The newly renovated North Grabel Pond at Fort Robinson State Park slowly takes in water from the other two ponds in the system. The photo was captured Sept. 16, shortly after the project’s completion. | Justin Haag, Nebraska Game and Parks Commission.

Anglers at both ends of the state will benefit from improved fisheries after the recent completion of two Aquatic Habitat Projects at Nebraska state parks.

Fort Robinson State Park and Summit Reservoir State Recreation Area both saw work to improve water quality and access.

In the west, the North Grable Pond at Fort Robinson was deepened, an outlet structure replaced, and a kayak launch installed.

A covered fishing pier and in-lake fish habitat structures also were built within casting distance of the pier; anglers will benefit from this enhanced shoreline access.

This project complements previous lake renovations at the park, including at the South Grable, Middle Grable, Ice House and Cherry Creek ponds.

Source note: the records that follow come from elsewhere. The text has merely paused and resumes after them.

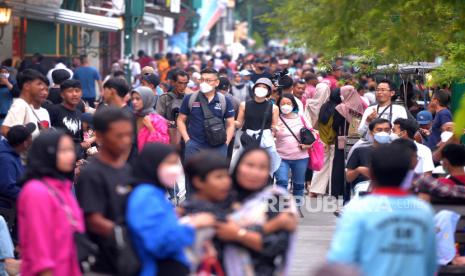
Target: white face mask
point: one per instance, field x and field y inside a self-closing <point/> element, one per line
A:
<point x="261" y="92"/>
<point x="286" y="109"/>
<point x="205" y="87"/>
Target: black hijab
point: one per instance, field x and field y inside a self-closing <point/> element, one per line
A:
<point x="145" y="166"/>
<point x="239" y="192"/>
<point x="42" y="157"/>
<point x="328" y="108"/>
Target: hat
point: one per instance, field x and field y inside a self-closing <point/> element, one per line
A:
<point x="424" y="117"/>
<point x="19" y="133"/>
<point x="153" y="79"/>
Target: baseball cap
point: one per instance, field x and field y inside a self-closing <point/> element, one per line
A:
<point x="19" y="133"/>
<point x="424" y="117"/>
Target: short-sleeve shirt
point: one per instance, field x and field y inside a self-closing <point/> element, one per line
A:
<point x="360" y="158"/>
<point x="87" y="75"/>
<point x="442" y="117"/>
<point x="195" y="127"/>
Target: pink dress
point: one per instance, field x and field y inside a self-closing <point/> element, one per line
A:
<point x="45" y="231"/>
<point x="159" y="135"/>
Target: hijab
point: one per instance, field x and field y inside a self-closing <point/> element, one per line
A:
<point x="241" y="193"/>
<point x="327" y="109"/>
<point x="148" y="100"/>
<point x="351" y="103"/>
<point x="146" y="164"/>
<point x="42" y="157"/>
<point x="314" y="104"/>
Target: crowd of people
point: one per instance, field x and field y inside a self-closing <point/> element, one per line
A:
<point x="183" y="166"/>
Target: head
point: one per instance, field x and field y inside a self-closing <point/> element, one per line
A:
<point x="287" y="104"/>
<point x="114" y="88"/>
<point x="51" y="154"/>
<point x="384" y="92"/>
<point x="114" y="131"/>
<point x="251" y="173"/>
<point x="453" y="157"/>
<point x="157" y="164"/>
<point x="405" y="128"/>
<point x="389" y="165"/>
<point x="380" y="130"/>
<point x="180" y="81"/>
<point x="208" y="173"/>
<point x="59" y="76"/>
<point x="19" y="137"/>
<point x="208" y="80"/>
<point x="32" y="85"/>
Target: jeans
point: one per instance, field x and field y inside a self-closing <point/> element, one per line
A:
<point x="298" y="169"/>
<point x="192" y="147"/>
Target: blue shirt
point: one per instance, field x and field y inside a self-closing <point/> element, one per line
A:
<point x="386" y="235"/>
<point x="441" y="117"/>
<point x="87" y="75"/>
<point x="155" y="230"/>
<point x="196" y="129"/>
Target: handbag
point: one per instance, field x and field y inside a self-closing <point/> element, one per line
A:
<point x="86" y="249"/>
<point x="248" y="141"/>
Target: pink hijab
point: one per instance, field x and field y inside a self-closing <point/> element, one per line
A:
<point x="351" y="103"/>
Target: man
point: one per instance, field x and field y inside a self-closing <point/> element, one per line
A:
<point x="384" y="109"/>
<point x="26" y="109"/>
<point x="58" y="76"/>
<point x="406" y="129"/>
<point x="194" y="133"/>
<point x="102" y="186"/>
<point x="88" y="75"/>
<point x="388" y="232"/>
<point x="17" y="142"/>
<point x="67" y="116"/>
<point x="442" y="115"/>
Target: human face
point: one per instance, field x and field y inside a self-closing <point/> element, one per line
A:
<point x="180" y="84"/>
<point x="384" y="93"/>
<point x="215" y="187"/>
<point x="253" y="171"/>
<point x="117" y="140"/>
<point x="66" y="155"/>
<point x="72" y="96"/>
<point x="137" y="102"/>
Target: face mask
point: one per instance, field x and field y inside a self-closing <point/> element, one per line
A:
<point x="286" y="109"/>
<point x="261" y="92"/>
<point x="382" y="137"/>
<point x="169" y="175"/>
<point x="205" y="87"/>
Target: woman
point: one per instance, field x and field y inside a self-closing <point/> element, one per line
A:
<point x="314" y="104"/>
<point x="348" y="115"/>
<point x="258" y="234"/>
<point x="151" y="127"/>
<point x="158" y="236"/>
<point x="49" y="214"/>
<point x="293" y="153"/>
<point x="251" y="120"/>
<point x="320" y="179"/>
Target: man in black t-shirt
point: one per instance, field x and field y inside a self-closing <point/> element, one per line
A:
<point x="102" y="186"/>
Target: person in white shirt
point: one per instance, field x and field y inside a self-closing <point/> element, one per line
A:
<point x="384" y="109"/>
<point x="26" y="109"/>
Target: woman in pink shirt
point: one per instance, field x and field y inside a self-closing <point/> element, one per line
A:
<point x="48" y="213"/>
<point x="294" y="155"/>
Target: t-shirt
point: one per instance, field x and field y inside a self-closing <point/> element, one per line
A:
<point x="101" y="188"/>
<point x="425" y="159"/>
<point x="21" y="113"/>
<point x="196" y="119"/>
<point x="360" y="158"/>
<point x="441" y="117"/>
<point x="87" y="75"/>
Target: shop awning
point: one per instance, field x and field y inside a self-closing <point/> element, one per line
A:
<point x="91" y="21"/>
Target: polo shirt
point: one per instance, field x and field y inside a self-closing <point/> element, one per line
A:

In the northeast, sediment was removed from the water quality basins at both inlets into Summit Lake. These basins were added during a previous Aquatic Habitat Project 20 years ago at the lake but require maintenance and upkeep to protect the main lake.

Gravel fish-habitat structures also were placed along the shoreline, a kayak launch installed, and maintenance completed on the boat ramp and fishing jetties.

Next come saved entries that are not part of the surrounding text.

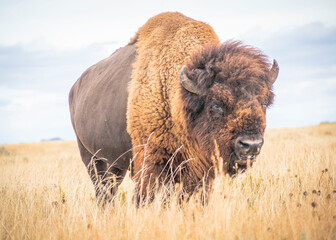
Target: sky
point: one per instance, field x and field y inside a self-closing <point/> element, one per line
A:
<point x="46" y="45"/>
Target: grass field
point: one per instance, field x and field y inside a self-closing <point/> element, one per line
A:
<point x="290" y="193"/>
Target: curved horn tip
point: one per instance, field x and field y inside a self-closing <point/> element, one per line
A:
<point x="188" y="84"/>
<point x="274" y="71"/>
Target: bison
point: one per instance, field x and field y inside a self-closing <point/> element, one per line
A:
<point x="172" y="99"/>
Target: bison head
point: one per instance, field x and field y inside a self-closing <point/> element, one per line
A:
<point x="226" y="90"/>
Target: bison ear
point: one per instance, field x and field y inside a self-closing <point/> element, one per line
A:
<point x="274" y="71"/>
<point x="188" y="84"/>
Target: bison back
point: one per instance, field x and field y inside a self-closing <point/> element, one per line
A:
<point x="98" y="103"/>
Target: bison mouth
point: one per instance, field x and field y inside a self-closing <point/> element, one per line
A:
<point x="240" y="163"/>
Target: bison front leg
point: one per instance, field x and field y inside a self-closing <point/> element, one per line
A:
<point x="150" y="171"/>
<point x="105" y="179"/>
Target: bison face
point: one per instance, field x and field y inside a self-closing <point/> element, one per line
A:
<point x="225" y="100"/>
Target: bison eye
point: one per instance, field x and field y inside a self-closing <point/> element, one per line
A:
<point x="217" y="108"/>
<point x="265" y="104"/>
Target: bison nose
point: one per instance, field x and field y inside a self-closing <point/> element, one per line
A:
<point x="248" y="146"/>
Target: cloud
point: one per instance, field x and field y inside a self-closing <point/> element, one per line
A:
<point x="306" y="86"/>
<point x="35" y="80"/>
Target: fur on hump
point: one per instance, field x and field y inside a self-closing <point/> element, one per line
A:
<point x="164" y="44"/>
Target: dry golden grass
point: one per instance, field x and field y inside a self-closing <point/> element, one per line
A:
<point x="290" y="193"/>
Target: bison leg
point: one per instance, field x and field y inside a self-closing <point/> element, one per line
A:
<point x="148" y="174"/>
<point x="105" y="180"/>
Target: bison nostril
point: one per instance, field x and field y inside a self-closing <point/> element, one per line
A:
<point x="245" y="146"/>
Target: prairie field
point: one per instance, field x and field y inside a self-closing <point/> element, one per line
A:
<point x="289" y="193"/>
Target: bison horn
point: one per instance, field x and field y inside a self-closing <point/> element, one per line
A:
<point x="274" y="71"/>
<point x="189" y="85"/>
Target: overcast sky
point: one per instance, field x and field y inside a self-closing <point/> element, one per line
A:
<point x="46" y="45"/>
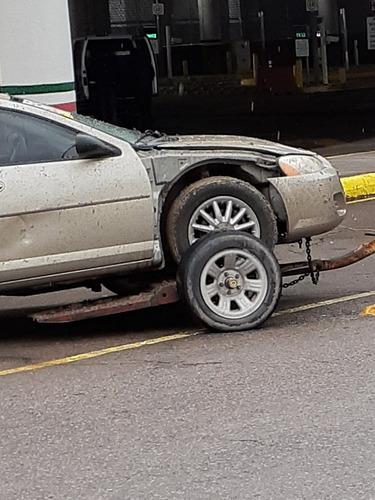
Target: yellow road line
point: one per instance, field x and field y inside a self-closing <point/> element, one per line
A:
<point x="369" y="311"/>
<point x="351" y="154"/>
<point x="359" y="186"/>
<point x="95" y="354"/>
<point x="361" y="200"/>
<point x="167" y="338"/>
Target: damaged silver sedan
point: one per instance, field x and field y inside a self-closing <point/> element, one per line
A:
<point x="84" y="202"/>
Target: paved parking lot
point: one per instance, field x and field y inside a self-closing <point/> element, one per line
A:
<point x="149" y="405"/>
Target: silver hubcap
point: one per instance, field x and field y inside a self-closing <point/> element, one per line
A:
<point x="233" y="283"/>
<point x="222" y="212"/>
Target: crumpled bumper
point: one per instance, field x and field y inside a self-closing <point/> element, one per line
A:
<point x="314" y="203"/>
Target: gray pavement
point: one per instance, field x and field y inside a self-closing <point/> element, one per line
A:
<point x="286" y="411"/>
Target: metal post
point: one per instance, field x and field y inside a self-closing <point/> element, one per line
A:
<point x="263" y="37"/>
<point x="344" y="33"/>
<point x="314" y="45"/>
<point x="169" y="50"/>
<point x="323" y="51"/>
<point x="356" y="53"/>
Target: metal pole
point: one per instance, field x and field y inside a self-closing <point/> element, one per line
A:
<point x="263" y="37"/>
<point x="323" y="51"/>
<point x="344" y="33"/>
<point x="169" y="50"/>
<point x="314" y="45"/>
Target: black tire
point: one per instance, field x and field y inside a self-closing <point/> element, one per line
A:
<point x="230" y="280"/>
<point x="201" y="196"/>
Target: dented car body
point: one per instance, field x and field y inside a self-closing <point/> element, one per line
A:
<point x="81" y="200"/>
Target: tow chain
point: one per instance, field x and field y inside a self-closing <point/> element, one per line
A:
<point x="314" y="275"/>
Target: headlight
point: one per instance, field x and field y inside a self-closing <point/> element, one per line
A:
<point x="299" y="165"/>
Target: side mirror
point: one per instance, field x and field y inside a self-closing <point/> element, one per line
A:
<point x="88" y="146"/>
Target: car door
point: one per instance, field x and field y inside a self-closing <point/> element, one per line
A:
<point x="60" y="213"/>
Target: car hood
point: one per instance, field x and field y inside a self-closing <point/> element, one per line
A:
<point x="225" y="142"/>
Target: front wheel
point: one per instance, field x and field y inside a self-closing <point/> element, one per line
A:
<point x="218" y="204"/>
<point x="231" y="281"/>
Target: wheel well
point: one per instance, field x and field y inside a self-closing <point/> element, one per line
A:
<point x="200" y="172"/>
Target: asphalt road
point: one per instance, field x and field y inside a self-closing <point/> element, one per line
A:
<point x="286" y="411"/>
<point x="312" y="121"/>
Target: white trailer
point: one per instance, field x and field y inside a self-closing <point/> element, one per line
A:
<point x="35" y="51"/>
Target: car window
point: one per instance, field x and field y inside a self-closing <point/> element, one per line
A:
<point x="30" y="139"/>
<point x="125" y="134"/>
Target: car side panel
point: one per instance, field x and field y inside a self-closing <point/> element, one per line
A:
<point x="71" y="214"/>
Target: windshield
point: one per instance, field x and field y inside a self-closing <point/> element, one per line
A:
<point x="120" y="133"/>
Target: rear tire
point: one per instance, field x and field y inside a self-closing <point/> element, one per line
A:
<point x="231" y="281"/>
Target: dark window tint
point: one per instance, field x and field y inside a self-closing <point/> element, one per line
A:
<point x="29" y="139"/>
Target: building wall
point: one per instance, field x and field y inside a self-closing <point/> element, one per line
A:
<point x="35" y="51"/>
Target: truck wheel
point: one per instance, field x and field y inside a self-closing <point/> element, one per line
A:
<point x="218" y="204"/>
<point x="231" y="281"/>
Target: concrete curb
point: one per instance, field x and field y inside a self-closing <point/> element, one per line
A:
<point x="359" y="186"/>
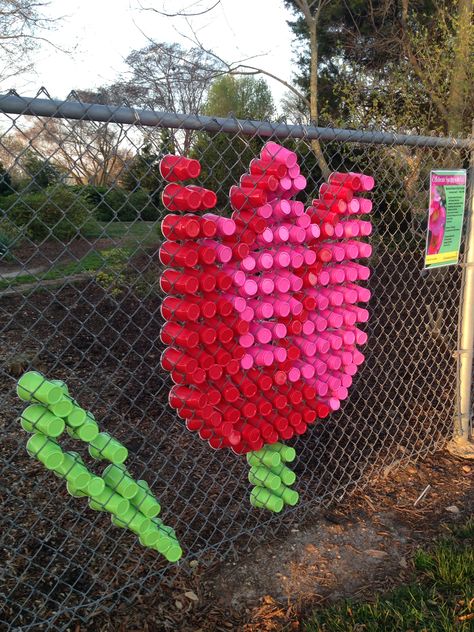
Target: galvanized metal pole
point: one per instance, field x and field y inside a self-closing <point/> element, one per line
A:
<point x="462" y="443"/>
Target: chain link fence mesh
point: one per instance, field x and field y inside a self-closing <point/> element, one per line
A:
<point x="80" y="215"/>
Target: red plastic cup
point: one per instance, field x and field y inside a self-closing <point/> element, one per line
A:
<point x="173" y="308"/>
<point x="181" y="396"/>
<point x="268" y="167"/>
<point x="207" y="198"/>
<point x="184" y="254"/>
<point x="172" y="333"/>
<point x="245" y="198"/>
<point x="174" y="168"/>
<point x="175" y="227"/>
<point x="174" y="281"/>
<point x="350" y="180"/>
<point x="267" y="182"/>
<point x="178" y="198"/>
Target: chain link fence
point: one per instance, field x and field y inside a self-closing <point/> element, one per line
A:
<point x="80" y="211"/>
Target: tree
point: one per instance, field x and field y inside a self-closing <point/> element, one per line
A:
<point x="222" y="161"/>
<point x="23" y="24"/>
<point x="244" y="97"/>
<point x="170" y="78"/>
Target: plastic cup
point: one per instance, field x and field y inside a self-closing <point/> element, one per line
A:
<point x="108" y="500"/>
<point x="45" y="450"/>
<point x="289" y="496"/>
<point x="263" y="476"/>
<point x="74" y="471"/>
<point x="286" y="452"/>
<point x="118" y="479"/>
<point x="32" y="386"/>
<point x="144" y="500"/>
<point x="174" y="168"/>
<point x="263" y="498"/>
<point x="37" y="418"/>
<point x="87" y="432"/>
<point x="103" y="446"/>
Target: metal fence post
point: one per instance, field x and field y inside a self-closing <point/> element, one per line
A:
<point x="462" y="443"/>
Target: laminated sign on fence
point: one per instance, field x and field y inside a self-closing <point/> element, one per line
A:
<point x="445" y="219"/>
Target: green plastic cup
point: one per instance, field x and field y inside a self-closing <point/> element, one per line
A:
<point x="264" y="457"/>
<point x="76" y="417"/>
<point x="32" y="386"/>
<point x="37" y="418"/>
<point x="163" y="527"/>
<point x="263" y="476"/>
<point x="108" y="500"/>
<point x="288" y="477"/>
<point x="117" y="477"/>
<point x="104" y="446"/>
<point x="96" y="486"/>
<point x="287" y="453"/>
<point x="88" y="432"/>
<point x="174" y="553"/>
<point x="74" y="491"/>
<point x="289" y="496"/>
<point x="263" y="498"/>
<point x="73" y="471"/>
<point x="133" y="520"/>
<point x="45" y="450"/>
<point x="63" y="408"/>
<point x="62" y="385"/>
<point x="144" y="501"/>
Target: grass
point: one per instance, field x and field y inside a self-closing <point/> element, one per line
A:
<point x="129" y="237"/>
<point x="439" y="599"/>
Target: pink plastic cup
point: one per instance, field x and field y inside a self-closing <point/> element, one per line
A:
<point x="365" y="205"/>
<point x="273" y="151"/>
<point x="225" y="226"/>
<point x="304" y="220"/>
<point x="262" y="309"/>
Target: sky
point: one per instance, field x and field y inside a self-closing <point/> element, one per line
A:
<point x="99" y="34"/>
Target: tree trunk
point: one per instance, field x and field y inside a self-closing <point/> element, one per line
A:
<point x="458" y="89"/>
<point x="314" y="96"/>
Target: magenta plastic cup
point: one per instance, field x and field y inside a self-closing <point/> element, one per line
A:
<point x="265" y="211"/>
<point x="334" y="317"/>
<point x="262" y="309"/>
<point x="249" y="288"/>
<point x="273" y="151"/>
<point x="261" y="357"/>
<point x="225" y="226"/>
<point x="266" y="285"/>
<point x="307" y="370"/>
<point x="247" y="361"/>
<point x="365" y="205"/>
<point x="349" y="369"/>
<point x="280" y="234"/>
<point x="308" y="327"/>
<point x="281" y="209"/>
<point x="246" y="341"/>
<point x="334" y="339"/>
<point x="294" y="171"/>
<point x="264" y="261"/>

Summit Lake is a 190-acre lake with bass, bluegill, catfish, crappie and walleye. Current drought conditions combined with the recent renovation means the lake level is currently low. Boaters are encouraged to be cautious when launching boats.

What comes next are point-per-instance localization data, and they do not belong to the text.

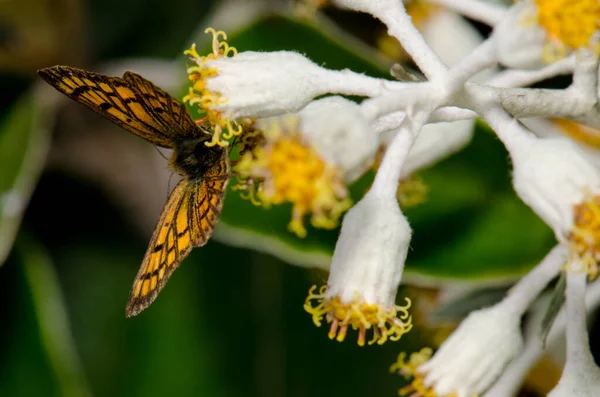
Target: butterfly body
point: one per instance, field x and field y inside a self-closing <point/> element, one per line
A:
<point x="194" y="205"/>
<point x="193" y="158"/>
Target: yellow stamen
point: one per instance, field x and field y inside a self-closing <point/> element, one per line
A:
<point x="580" y="132"/>
<point x="409" y="370"/>
<point x="386" y="322"/>
<point x="569" y="25"/>
<point x="200" y="95"/>
<point x="279" y="168"/>
<point x="584" y="238"/>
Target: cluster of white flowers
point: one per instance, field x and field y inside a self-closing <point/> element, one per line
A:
<point x="305" y="151"/>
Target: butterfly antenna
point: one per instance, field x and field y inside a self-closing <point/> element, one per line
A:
<point x="161" y="153"/>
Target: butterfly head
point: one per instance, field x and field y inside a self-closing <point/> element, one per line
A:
<point x="194" y="158"/>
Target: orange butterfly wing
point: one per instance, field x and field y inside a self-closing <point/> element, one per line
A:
<point x="187" y="221"/>
<point x="128" y="102"/>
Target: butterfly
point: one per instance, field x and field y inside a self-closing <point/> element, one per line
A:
<point x="194" y="205"/>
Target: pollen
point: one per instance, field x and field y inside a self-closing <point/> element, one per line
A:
<point x="200" y="95"/>
<point x="278" y="167"/>
<point x="386" y="322"/>
<point x="584" y="238"/>
<point x="569" y="24"/>
<point x="579" y="132"/>
<point x="408" y="368"/>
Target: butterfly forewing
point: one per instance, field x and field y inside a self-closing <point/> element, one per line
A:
<point x="187" y="221"/>
<point x="194" y="206"/>
<point x="172" y="112"/>
<point x="120" y="102"/>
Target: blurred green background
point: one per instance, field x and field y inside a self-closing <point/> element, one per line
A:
<point x="79" y="199"/>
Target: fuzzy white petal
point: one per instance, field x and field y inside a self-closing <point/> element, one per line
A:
<point x="339" y="132"/>
<point x="551" y="177"/>
<point x="476" y="353"/>
<point x="262" y="84"/>
<point x="370" y="252"/>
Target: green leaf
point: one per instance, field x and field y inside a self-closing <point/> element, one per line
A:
<point x="52" y="318"/>
<point x="23" y="147"/>
<point x="557" y="301"/>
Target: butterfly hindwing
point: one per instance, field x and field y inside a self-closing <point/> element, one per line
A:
<point x="119" y="101"/>
<point x="187" y="221"/>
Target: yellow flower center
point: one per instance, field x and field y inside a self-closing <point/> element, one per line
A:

Anglers at Fort Robinson will find good fishing at the renovated ponds that include cold- and warm-water fish, including smallmouth bass, rock bass, bluegills, channel catfish, crappie, yellow perch, and three of the four Trout Slam species. Those hoping to complete the Trout Slam can fish for brook, rainbow and cutthroat trout at ponds there, and brown trout reside in streams nearby. Discover how to participate at OutdoorNebraska.org/troutslam.

For more information about individual water bodies, read the Nebraska Fishing Guide at OutdoorNebraska.org/Guides.

Funding for both of these projects was provided by the Nebraska Game and Parks Commission Aquatic Habitat and Angler Access Fund and Federal Aid in Sport Fish Restoration.

The Aquatic Habitat Program turned 25 in 2022. Funded by anglers, it was the first of its kind in the nation when implemented. The program works to enhance aquatic ecosystems by implementing restoration techniques in-lake and in the watersheds that feed them. In addition to improving aquatic habitat and water quality, the program also works vigorously to improve boat and bank angler access at Nebraska waterbodies.